Japan’s exports fall, imports from China slump as virus impact widens

Cargo containers in Yangon. The government has announced a reduction in the country’s trade deficit to $905 million. The Myanmar Times. Sketched by the Pan Pacific Agency.

TOKYO, Mar 18, 2020, Reuters. Japan’s imports from China fell at their fastest pace in three decades in February, as the coronavirus ground factory production in Asia’s largest economy to a halt and damaged wider demand across the region, Japan Today reported.

Data released on Wednesday showed Japan’s exports slipped 1.0% from a year earlier, the 15th straight month of decline and the longest run since a 23-month stretch to July 1987.

Imports fell 14.0%, dragged by a 47.1% tumble in goods from China, the largest such drop since August 1986 as the world’s second-largest economy went into lockdown due to the spreading coronavirus. Two-way trade between the two countries was worth 33.14 trillion yen ($309.23 billion) in 2019.
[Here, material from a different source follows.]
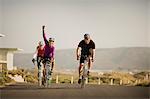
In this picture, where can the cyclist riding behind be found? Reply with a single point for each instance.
(39, 53)
(38, 57)
(49, 49)
(86, 47)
While the extreme plunge in imports in February is likely to recover as Chinese factories slowly restart, analysts fear the global spread of the virus since then will pose an even greater challenge to Japan’s trade-reliant economy as shutdowns worldwide close businesses and national borders.

“Activity in China has started to recover but the country’s import levels are low,” said Takeshi Minami, chief economist at Norinchukin Research Institute.

“Demand and production conditions around the world are falling. That may lead to a halt of exports (from Japan) going forward,” he said.

The 1.0% decline in total exports was due to weaker U.S.-bound shipments of cars and metal processing machinery to China.

The fall followed a 2.6% decrease in January and was smaller than a 4.3% decline expected by economists, with some segments such as non-ferrous metals and semiconductors posting stronger shipments.

The sharp fall in imports meant Japan’s trade surplus widened to 1.110 trillion yen ($10.34 billion), its largest since September 2007 and bigger than the median estimate for a 917.2 billion yen surplus.

The data is among the first real signs the world’s third-largest economy is struggling with the wider impact of the coronavirus. Many Japanese companies complained about the closing of factories in China and declining trade in a Reuters survey published on Wednesday.

“The novel coronavirus infection is affecting economic activity in China. We think there is a likelihood that especially impacted imports,” a finance ministry official said at a news briefing.

The data followed a survey the previous day that showed Japanese business confidence slumped to decade lows in March.

In addition to the virus, Japan’s economy is struggling with a hit to consumer demand from a sales tax hike last year as well as the lingering uncertainties that followed the Sino-U.S. trade war.

Minami from Norinchukin Research Institute said the fall in goods for China could also hit consumers if household good prices rise due to dwindling retail supplies. The biggest drags on Japan’s imports from China were clothes and communication devices such as mobile phones.

By region, Japan’s exports to China fell only 0.4% year-on-year in February largely due to the timing of the Lunar New Year holiday, which was held in February last year but officially began this year on Jan. 25.

That was the likely reason behind a sharp 6.4% fall in China-bound shipments in January and that, in turn, limited the decline in exports in February, analysts said.

Exports to Asia were up 1.7%, rising for the first time in 16 months.

U.S.-bound shipments, a key destination for Japanese cars and electronics, dropped 2.6% in February, posting a seventh straight month of declines due to falling exports of 3,000-cc cars and semiconductor production equipment.